^ I guess it's a question of who we see as the organ grinder in this situation, and who is the monkey.
Can TTC go back and say, we want the same option but exactly one change, no price increase, everything as it is except the penalty clause? Of course they can. Does Bombardier have to accept that? Legally, no, but a negotiation is a negotiation. They do want the business, especially since their fixed costs are paid off already and any incremental order has an element of gravy to them. TTC may have more leverage than one might think.

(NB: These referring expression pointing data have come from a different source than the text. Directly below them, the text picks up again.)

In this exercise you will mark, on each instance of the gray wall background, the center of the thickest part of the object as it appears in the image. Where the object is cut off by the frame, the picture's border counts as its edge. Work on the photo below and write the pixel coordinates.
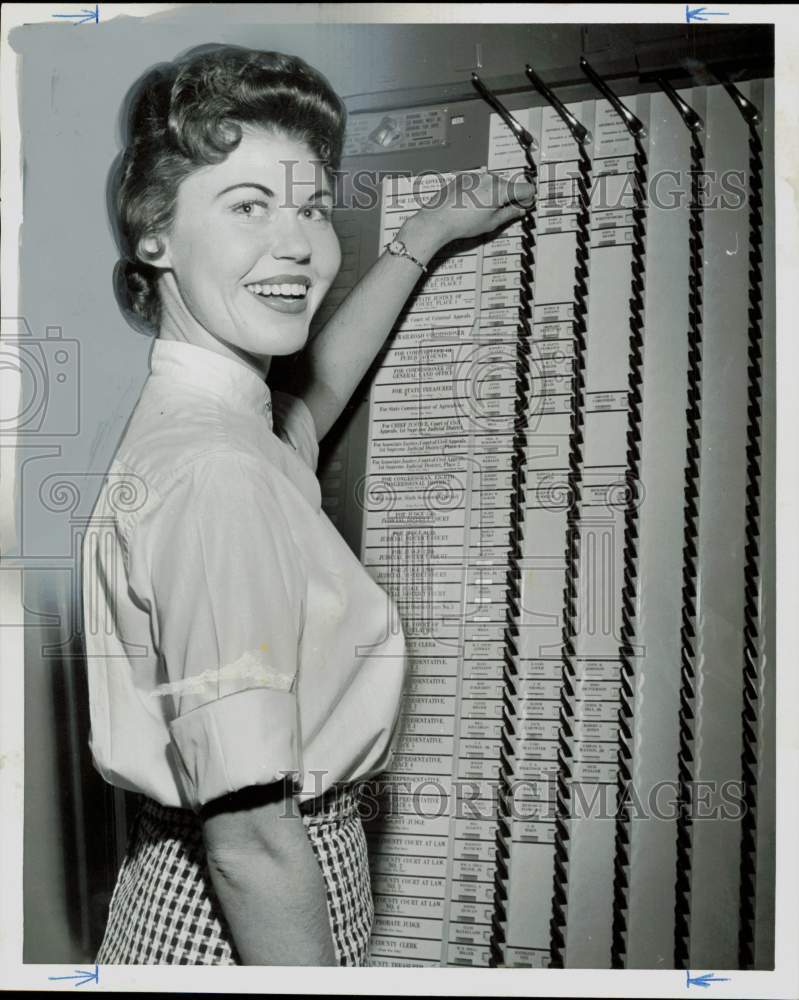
(73, 80)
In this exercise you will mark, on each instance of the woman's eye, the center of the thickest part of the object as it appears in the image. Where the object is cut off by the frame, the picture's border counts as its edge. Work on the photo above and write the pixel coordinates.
(251, 209)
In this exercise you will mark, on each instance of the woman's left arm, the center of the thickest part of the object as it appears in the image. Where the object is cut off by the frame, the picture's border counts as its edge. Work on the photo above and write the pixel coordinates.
(339, 356)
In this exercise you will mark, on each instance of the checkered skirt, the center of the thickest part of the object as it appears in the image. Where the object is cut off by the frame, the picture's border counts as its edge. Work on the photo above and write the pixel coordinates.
(164, 911)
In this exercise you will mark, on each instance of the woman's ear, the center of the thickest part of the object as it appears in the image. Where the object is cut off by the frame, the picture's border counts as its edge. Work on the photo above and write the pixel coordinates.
(152, 250)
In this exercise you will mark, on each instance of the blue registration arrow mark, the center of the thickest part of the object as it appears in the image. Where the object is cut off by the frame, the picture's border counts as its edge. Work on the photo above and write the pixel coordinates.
(702, 13)
(704, 980)
(83, 976)
(84, 15)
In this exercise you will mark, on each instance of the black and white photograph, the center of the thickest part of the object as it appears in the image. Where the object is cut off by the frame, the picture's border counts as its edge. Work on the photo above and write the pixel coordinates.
(397, 557)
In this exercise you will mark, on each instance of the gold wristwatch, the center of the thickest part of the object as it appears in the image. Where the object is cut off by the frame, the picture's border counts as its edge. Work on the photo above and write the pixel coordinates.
(398, 249)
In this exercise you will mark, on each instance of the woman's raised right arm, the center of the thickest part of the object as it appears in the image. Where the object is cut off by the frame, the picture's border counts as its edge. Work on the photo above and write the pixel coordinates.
(267, 878)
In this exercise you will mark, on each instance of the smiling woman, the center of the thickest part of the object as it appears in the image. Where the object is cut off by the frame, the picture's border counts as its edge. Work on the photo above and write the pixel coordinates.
(227, 692)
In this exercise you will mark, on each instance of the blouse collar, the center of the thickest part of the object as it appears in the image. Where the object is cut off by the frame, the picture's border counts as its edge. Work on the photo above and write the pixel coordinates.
(240, 386)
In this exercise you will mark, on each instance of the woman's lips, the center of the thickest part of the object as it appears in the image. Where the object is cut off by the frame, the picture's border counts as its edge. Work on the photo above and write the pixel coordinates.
(282, 303)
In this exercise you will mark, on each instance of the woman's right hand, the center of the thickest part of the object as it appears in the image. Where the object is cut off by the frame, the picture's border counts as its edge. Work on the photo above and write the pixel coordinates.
(268, 878)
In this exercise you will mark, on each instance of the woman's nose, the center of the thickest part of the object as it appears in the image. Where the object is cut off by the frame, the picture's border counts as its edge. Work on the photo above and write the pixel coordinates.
(290, 239)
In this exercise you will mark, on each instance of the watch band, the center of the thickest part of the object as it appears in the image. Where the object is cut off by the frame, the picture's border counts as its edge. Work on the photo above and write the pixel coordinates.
(398, 249)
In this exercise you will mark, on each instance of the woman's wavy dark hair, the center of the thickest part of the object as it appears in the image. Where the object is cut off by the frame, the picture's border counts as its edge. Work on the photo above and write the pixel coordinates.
(187, 114)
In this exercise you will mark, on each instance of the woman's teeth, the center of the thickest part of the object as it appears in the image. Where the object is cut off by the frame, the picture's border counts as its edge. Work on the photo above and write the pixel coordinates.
(289, 291)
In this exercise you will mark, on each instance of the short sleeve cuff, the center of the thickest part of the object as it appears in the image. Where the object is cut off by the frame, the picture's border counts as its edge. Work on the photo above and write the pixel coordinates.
(246, 738)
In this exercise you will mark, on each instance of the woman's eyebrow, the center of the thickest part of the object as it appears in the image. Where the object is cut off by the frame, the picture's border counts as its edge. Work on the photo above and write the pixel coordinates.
(267, 191)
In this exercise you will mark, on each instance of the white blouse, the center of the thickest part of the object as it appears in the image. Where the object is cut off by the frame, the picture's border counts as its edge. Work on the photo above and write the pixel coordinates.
(232, 637)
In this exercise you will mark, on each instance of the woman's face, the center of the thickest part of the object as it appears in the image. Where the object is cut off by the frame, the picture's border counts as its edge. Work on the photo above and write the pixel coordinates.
(252, 250)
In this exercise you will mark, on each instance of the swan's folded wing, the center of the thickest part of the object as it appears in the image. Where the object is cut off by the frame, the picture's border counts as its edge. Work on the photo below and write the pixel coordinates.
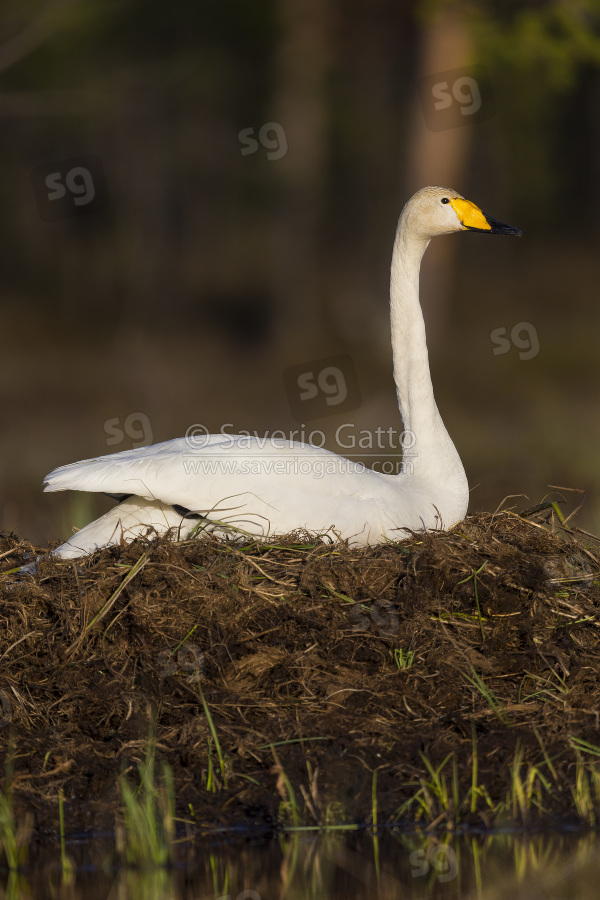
(225, 466)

TTC has to get out from the current sole source, don't-leave-us-because-no-one-else-will-marry-us position. In an ideal world that would happen once we have all the vehicles we need in the city, and we have a thirty year lifespan to address the unique points in our system. But maybe it's time to try other things. One would be to reprofile individual lines, cutting them off from the rest of the network to be sure but culling those 60 cars from the generic model to something more supply friendly. Cheap? Not in the short term. But better than handing Bombardier the whole thing on a cushion. The incremental $2.5M to buy another vendor's vehicle times 60 cars is $150m.... how much can we accomplish for that ? Would $2.5M per vehicle achieve a life extension for the least ratty remaining 60 CLRV's?
Or, just leave the buses on 505 or 506 until we have a solution.